#AskFarnoosh: Couples & Real Estate
This week, Dan, a Facebook fan, asks me:
How do two, mid/late 30s adults combine a household? We both are very established and have worked hard for what we have obtained. My house is bigger with a bigger yard and in a slightly nicer area. I can’t imagine asking her to move after all the work she put into her home. I can’t sell my home because it is so far underwater. Besides, we would put one of them into the rental market and earn additional income. Our rental market is pretty flat, so I do not believe either home will bring in a significant amount of rent other the other. The “plan” is to remodel my home and move in there once complete, subsequently renting out hers. I’m not only asking for your professional advice, but also your advice as a woman.
As you know money can be a contentious issue in many relationships. Doing ‘what’s right’ is a calculation that includes both numbers and emotions. You want to do what’s financially sound and offers you both the least amount of stress. What’s the most peace-of-mind thing to do and the most economical? Somewhere in the middle lies your answer.
My advice is to follow through on the plan you’ve chosen. Seems like and your significant other have given this quite a bit of thought. You’ve probably analyzed things like neighborhood, space, functionality, schools (if you choose to raise a family there), all in addition to the costs. If it makes the both of you happiest to live in your home and rent out hers, then trust your instincts. Just don’t go crazy with the remodeling, unless the upgrades will add significant value to the home.

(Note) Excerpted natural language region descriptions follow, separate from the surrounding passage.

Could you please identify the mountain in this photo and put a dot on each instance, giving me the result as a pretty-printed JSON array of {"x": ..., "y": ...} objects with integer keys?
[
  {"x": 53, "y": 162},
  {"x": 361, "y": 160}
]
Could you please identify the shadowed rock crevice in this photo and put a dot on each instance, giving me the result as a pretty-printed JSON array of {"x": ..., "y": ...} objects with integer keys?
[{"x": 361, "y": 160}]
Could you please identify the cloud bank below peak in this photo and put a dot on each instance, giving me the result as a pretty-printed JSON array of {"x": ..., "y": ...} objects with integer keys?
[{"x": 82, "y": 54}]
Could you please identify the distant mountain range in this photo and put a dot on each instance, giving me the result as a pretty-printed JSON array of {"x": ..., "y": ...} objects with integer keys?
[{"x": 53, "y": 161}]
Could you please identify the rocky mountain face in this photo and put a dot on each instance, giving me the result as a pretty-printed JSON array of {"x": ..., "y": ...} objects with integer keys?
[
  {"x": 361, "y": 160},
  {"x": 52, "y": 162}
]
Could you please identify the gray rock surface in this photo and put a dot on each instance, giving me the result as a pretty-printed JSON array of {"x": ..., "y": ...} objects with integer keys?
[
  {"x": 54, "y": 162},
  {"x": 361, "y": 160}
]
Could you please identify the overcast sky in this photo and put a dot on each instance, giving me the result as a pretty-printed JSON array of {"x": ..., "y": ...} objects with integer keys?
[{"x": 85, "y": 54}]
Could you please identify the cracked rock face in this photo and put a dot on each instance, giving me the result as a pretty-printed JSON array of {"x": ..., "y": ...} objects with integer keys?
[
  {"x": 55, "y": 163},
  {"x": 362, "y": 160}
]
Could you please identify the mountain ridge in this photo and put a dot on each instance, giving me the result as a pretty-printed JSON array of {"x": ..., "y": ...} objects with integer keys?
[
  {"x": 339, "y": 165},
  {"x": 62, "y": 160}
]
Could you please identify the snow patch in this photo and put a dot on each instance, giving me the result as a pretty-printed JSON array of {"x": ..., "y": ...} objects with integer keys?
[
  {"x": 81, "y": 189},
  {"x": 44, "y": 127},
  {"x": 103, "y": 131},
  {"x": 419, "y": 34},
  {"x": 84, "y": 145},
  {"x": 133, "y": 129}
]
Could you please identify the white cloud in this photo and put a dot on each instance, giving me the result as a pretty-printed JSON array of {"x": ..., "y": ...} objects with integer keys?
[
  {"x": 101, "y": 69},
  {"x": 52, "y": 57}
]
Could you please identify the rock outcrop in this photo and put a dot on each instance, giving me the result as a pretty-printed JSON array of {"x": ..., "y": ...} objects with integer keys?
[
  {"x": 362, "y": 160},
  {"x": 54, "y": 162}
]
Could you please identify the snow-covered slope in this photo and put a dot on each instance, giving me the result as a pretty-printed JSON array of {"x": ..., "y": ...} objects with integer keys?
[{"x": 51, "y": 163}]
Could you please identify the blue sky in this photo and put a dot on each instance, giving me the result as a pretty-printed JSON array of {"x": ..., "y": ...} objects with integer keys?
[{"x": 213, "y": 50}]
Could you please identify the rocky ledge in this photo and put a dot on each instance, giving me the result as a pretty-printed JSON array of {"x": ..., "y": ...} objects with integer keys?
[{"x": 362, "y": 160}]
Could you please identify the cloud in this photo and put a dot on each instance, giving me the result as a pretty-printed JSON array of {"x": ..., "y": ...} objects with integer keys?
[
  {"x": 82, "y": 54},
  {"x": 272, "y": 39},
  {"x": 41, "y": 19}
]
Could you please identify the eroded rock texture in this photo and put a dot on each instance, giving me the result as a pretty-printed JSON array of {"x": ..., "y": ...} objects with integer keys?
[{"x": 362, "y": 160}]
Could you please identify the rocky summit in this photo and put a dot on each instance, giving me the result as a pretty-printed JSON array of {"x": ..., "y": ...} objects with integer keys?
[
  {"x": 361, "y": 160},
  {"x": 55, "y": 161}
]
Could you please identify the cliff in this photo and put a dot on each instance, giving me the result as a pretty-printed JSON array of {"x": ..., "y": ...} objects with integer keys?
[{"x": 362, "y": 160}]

Why rent instead of sell your partner’s home? Well, it could be a great long-term investment, especially since she’s put major sweat equity into it. If could offer you both a nice little bit of cash flow every month and down the road a nest egg to fall back on. But if you plan to reap the benefits of this home, I’d suggest she add you to the mortgage or that you split the costs somehow. (That’s my womanly advice). After all, the proceeds of renting out the home – or selling it – may end up in both your pockets. You should be equally invested. Otherwise, I’d suggest that she keep paying the mortgage on her own, pocket the rental income and keep it as her own personal savings.

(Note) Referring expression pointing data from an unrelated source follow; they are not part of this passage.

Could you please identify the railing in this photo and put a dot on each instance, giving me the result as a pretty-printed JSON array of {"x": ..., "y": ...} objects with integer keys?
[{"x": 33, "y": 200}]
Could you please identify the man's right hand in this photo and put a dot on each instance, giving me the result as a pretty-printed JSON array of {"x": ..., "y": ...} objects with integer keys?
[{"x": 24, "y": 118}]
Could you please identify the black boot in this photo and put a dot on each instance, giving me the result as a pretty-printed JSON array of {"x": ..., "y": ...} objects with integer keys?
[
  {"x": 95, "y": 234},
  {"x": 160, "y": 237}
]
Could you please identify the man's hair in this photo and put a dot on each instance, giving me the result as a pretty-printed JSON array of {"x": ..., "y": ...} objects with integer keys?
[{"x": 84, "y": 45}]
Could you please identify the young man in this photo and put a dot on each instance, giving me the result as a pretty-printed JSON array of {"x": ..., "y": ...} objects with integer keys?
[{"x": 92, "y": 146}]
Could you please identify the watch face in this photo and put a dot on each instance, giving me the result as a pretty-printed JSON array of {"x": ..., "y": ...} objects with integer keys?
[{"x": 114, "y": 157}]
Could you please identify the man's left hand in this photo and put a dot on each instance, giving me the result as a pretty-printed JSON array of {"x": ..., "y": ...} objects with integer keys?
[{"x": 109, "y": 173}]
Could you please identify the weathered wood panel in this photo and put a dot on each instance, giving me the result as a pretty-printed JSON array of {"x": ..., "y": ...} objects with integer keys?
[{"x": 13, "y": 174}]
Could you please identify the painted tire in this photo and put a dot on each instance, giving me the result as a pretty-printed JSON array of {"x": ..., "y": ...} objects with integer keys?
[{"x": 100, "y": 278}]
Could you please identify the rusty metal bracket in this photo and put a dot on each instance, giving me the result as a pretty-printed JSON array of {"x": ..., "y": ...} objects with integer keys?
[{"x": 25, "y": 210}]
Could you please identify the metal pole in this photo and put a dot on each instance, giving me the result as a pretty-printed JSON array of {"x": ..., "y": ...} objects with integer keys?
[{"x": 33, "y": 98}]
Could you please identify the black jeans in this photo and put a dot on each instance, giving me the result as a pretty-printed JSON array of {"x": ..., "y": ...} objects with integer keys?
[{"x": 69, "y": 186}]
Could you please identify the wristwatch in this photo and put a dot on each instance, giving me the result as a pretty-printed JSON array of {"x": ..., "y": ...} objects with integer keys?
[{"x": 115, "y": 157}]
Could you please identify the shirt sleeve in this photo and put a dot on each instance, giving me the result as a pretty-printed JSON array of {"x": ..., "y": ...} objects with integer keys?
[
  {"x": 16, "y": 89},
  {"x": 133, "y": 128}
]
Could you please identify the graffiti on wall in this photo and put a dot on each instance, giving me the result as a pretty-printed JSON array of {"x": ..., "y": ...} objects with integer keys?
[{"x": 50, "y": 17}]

Just make sure that whatever you’re both contributing to keep these two houses afloat – after any rental income – is no more than 25% of your take-home pay. And as for rental income, money and couples expert Matt Bell says it should cover mortgage, taxes, insurance and monthly maintenance costs. “Also factor in the assumption that the property could go unrented for two months out of the year,” he says. Finally, try renting the place for a year and see if you even enjoy it. The stress of being landlords may outweigh any financial benefits. In that case, you should revisit selling it and use the savings for your future.